Jammie Thomas asks for new trial

Lawyers for the Minnesota woman ordered last month to pay $1.92 million in damages for the illegal sharing of 24 copyrighted songs say judgment is "grossly excessive."

Greg Sandoval Former Staff writer
Greg Sandoval covers media and digital entertainment for CNET News. Based in New York, Sandoval is a former reporter for The Washington Post and the Los Angeles Times. E-mail Greg, or follow him on Twitter at @sandoCNET.
Greg Sandoval
3 min read

Update 5:48 p.m. PT: To include quotes from Thomas Rasset's attorney.

Jammie Thomas-Rasset, the Minnesota woman found liable for willful copyright infringement of 24 songs last month, has asked a federal court for a new trial or a reduction in the amount of the $1.92 million damages she was ordered to pay.

Thomas-Rasset, who a jury found liable for willful copyright infringement, asked the court Monday to either alter or amend the judgment, remove or change the award of statutory damages to the minimum, or give her a new trial. The minimum damages would be $18,000.

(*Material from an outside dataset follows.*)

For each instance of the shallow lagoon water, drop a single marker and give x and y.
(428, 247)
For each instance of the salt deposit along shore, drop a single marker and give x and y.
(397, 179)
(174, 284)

Joe Sibley (left) and Kiwi Camara, attorneys for Jammie Thomas-Rasset. Camara & Sibley law firm

"(The $1.92 million) judgment is grossly excessive and, therefore, subject to remittitur as a matter of federal common law," her lawyers wrote in the filing with U.S. District Court for the district of Minnesota. "Moreover, such a judgment is inconsistent with the Due Process Clause of the United States Constitution."

In 2007, the Recording Industry Association of America accused Thomas-Rasset, 32, of copyright infringement. The trade group for the four top recording companies initially accused her of sharing 1,700 copyright songs--the equivalent of 150 CDs--but the RIAA whittled down the number to 24. A jury heard the proof against her as well as her defense, which boiled down to her denying any wrongdoing, and rendered a $222,000 verdict against her.

That decision was thrown out by the judge after he acknowledged erring in his jury instructions. Last month, Thomas-Rasset's retrial again saw 12 jurors decide against her. This time, however, they awarded damages of $80,000 for each of the 24 songs she was accused of sharing.

The $1.92 million award outraged many, and last week, Joe Sibley, one of her attorneys told CNET News that she would appeal on the constitutionality of the damages. He said Monday night that he and and legal partner Kiwi Camara still intend to file the appeal but have some time before the deadline.

Jonathan Lamy, an RIAA spokesman declined to comment on Monday, but last week, following Sibley's statement that Thomas-Rasset would appeal, Lamy said: "What's increasingly clear, now more than ever, is that she is the one responsible for needlessly prolonging this case and refusing to accept any responsibility for the illegal activity that two juries decisively found her liable for."

In the filing, Sibley and law partner Kiwi Camera once again took aim at the evidence gathered on behalf of the RIAA by MediaSentry, the Web sleuths that gather evidence of copyright violations for entertainment companies. MediaSentry did so for the RIAA in the case of Thomas-Rasset.

Sibley and Camara argued that the evidence submitted by MediaSentry is inadmissible because it was collected through illegal means. In Thomas-Rasset's retrial, she alleged that MediaSentry violated private investigator and wiretap statutes in the states in which it operated.

The judge in the case denied her original motion to suppress the evidence. Finally, Thomas-Rasset's attorneys wrote that the courts must distinguish between commercial and non-commercial forms of copyright infringement when assessing penalties.

"Even the plaintiffs were shocked by the verdict," Thomas-Rasset said in her motion. "No one could have expected $1.92 million for 24 songs. That alone justifies remittitur; at a minimum, Mrs. Thomas should not be subjected to a penalty that no reasonable person could have expected would flow from the noncommercial music sharing of which she stands convicted.

"But the verdict reveals a deeper problem with the statutory-damages scheme of the Copyright Act as applied in cases like Mrs. Thomas'. The Act does not distinguish, in determining the range of statutory damages, between commercial and noncommercial infringers, between those who infringe for great profit and those who do so for personal use."

Corrected at 4:40 p.m. PDT: The document filed by Thomas-Rasset's attorneys on Monday was a motion for a new trial.